A progress report from administrator Deloitte reveals that the bus-builder owes more than £60 million creditors, which includes £38.1 million due to Bank of Ireland, a secured creditor.
"Based on currently available information, we anticipate there will be sufficient asset realisation to repay Invest NI in full but not sufficient to pay Bank of Ireland in full," the report says.
There are a number of preferential creditors, mainly relating to Wrights and its sister companies for wages and some redundancy payments.
But unsecured creditors with non-preferential claims are owed more than £20.6 million.
And given that there is insufficient assets to pay even a secured creditor in Bank of Ireland, they are likely to get nothing.
The report reveals that Wrights is in hock to 900-plus companies in more than 20 countries including Malaysia, China, Canada, Poland, Turkey and Germany.
At least one of those creditors is owed more than £1 million, while scores of its suppliers are out six-figure sums.

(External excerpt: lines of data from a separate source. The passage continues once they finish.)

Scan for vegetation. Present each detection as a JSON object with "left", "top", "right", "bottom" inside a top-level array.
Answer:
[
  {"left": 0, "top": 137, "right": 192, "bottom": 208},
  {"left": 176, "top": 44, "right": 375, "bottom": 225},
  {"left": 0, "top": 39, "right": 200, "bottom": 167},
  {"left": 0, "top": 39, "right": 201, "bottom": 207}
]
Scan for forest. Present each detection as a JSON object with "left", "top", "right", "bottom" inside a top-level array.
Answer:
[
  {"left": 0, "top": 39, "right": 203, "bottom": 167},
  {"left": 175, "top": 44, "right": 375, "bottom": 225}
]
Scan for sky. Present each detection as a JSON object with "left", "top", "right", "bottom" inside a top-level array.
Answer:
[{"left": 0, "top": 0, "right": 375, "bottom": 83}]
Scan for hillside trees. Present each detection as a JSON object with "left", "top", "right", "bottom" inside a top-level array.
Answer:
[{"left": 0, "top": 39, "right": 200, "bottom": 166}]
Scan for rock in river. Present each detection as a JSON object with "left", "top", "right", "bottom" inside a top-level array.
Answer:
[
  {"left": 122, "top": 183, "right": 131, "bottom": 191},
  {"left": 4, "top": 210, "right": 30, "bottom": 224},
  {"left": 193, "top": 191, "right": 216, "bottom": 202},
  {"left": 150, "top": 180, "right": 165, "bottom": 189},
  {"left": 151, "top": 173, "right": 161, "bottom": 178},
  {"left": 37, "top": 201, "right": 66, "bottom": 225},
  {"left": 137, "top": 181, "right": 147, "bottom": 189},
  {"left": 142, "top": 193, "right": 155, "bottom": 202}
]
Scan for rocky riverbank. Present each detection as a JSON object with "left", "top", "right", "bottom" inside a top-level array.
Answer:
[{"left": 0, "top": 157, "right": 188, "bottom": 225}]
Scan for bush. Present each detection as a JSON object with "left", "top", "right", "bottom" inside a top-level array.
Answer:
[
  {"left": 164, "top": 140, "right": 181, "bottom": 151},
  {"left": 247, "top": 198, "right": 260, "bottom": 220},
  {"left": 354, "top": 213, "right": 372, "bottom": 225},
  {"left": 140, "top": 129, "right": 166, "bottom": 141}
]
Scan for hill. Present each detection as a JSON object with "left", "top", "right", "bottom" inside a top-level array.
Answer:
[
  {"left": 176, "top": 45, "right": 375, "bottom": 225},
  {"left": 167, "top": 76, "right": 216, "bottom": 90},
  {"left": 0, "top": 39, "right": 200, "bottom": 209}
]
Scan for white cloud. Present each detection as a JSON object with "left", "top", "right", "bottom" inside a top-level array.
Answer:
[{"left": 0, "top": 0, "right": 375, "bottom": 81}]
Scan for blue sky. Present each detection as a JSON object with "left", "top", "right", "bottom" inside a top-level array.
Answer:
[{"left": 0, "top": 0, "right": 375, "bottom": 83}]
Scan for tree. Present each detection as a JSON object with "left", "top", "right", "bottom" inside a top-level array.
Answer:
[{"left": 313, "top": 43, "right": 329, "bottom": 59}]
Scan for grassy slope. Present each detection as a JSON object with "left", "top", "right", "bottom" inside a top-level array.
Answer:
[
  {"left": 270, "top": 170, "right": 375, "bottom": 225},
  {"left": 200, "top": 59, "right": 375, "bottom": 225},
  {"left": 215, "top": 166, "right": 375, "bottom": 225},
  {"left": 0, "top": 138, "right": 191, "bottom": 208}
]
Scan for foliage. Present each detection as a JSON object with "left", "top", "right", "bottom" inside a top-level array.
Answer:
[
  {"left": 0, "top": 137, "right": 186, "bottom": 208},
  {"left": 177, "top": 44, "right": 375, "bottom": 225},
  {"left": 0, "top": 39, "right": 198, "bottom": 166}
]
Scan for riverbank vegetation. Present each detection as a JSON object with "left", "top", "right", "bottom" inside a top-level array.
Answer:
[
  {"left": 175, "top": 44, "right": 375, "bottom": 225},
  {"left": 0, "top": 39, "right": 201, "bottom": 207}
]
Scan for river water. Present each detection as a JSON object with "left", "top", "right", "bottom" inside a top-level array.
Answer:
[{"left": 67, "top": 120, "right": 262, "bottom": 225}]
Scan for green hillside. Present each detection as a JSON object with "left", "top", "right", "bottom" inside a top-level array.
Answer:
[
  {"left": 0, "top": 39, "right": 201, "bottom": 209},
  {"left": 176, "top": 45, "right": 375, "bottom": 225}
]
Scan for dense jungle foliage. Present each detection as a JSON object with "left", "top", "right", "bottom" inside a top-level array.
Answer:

Among them, Lurgan-based Electronic Excellence Ltd, which specialises in the design and supply of cable assemblies and interconnect solutions, is owed £182,711.
But some of the amounts are worthy of a petty cash tin, with a Lisburn hydraulics firm owed a measly £7.68 and a company in Newcastle out just £8.16.
Wright Group also owes money to several hotel businesses in the Ballymena area, including £3,799 to the Galgorm Manor and £65 to the Adair Arms.
Among the hundreds of creditors is Queen's University, which is listed as being owed £268,561.
In 2016, to mark the Wright Group's 70th anniversary year, the William Wright Technology Centre, named after the company's founder, was established to develop cleaner environmental technology for advanced passenger transport in the UK and around the world.
At the time Wrights pledged to invest £300,000 in the facility, though there had been some speculation as the time of the administration that that money hadn't been paid. The university wouldn't comment.
Deloitte's report shows that the group's performance has declined since 2017 because of a fall in turnover and profit margin, and in the first eight months of this year its accounts showed a loss of £19.5m
The administrators say the decline is due to a number of factors, including a slowdown in the UK bus market, unforeseen inefficiencies, consolidating its Northern Ireland operations into a single facility, and loss making contracts in South East Asia.
The company realised in May that is was in dire straits and had to be sold, and at that stage its appeals for a short-term cash injection were met by Invest NI and Bank of Ireland, who each invested £2.5m to keep the business ticking over.
When a buyer couldn't be found by September, the firm went into administration with the loss of 1,145 jobs (66 posts were retained to assist with the administration process), bringing to an end 73 years of ownership by the Wright family.
However, in October English industrialist Jo Bamford, son of JCB chairman Lord Bamford, agreed to buy Wrights after a protracted dispute over land ownership was resolved.